- Outfielder
- Born: August 14, 1975 (age 50) Upland, California, U.S.
- Batted: LeftThrew: Left

MLB debut
- April 6, 1999, for the Chicago White Sox

Last MLB appearance
- April 7, 2002, for the New York Mets

MLB statistics
- Batting average: .250
- Hits: 32
- Home Runs: 2
- Stats at Baseball Reference

Teams
- Chicago White Sox (1999–2001); Los Angeles Dodgers (2001); New York Mets (2002);

= McKay Christensen =

American baseball player (born 1975)

McKay Andrew Christensen (born August 14, 1975) is an American former Major League Baseball outfielder.

Christensen played for three different ballclubs during his career: the Chicago White Sox (1999–2001), Los Angeles Dodgers (2001), and New York Mets (2002). He made his Major League Baseball debut on April 6, 1999. Christensen last played in a Major League game on April 7, 2002, and is now retired and working as a real estate developer.
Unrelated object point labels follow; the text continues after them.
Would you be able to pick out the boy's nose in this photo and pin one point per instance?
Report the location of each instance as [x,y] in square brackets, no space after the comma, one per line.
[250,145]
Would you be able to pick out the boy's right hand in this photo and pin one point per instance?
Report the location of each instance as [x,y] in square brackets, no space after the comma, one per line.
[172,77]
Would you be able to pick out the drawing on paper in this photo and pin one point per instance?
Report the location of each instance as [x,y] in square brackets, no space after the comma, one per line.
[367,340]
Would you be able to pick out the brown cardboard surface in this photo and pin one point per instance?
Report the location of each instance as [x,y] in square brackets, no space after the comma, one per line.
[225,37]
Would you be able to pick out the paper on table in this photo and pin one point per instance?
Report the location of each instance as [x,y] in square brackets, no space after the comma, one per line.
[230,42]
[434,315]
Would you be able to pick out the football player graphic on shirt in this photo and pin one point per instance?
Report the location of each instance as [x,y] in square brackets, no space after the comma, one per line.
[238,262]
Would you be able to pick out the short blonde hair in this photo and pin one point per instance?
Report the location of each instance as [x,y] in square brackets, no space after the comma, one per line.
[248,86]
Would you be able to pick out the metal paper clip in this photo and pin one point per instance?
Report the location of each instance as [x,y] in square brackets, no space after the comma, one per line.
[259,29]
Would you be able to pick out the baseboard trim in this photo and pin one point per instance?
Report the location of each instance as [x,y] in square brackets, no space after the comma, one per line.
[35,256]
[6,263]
Christensen is a member of the Church of Jesus Christ of Latter-day Saints, and reportedly passed up a million-dollar signing bonus in order to serve a mission in Japan. Christensen was originally drafted by the California Angels and was traded to the White Sox while in Japan as a missionary.

==Personal life==
Christensen's parents are Stephen LaMar Christensen (b. 1949 in Provo, Utah) and Victoria Ann "Vicki" (née Swan) Christensen (b. 1948 in Los Angeles County, California). His uncle is Utah politician F. LaVar Christensen, and his 3rd great-grandfather is Nathaniel H. Felt, a member of the first Utah State Legislature.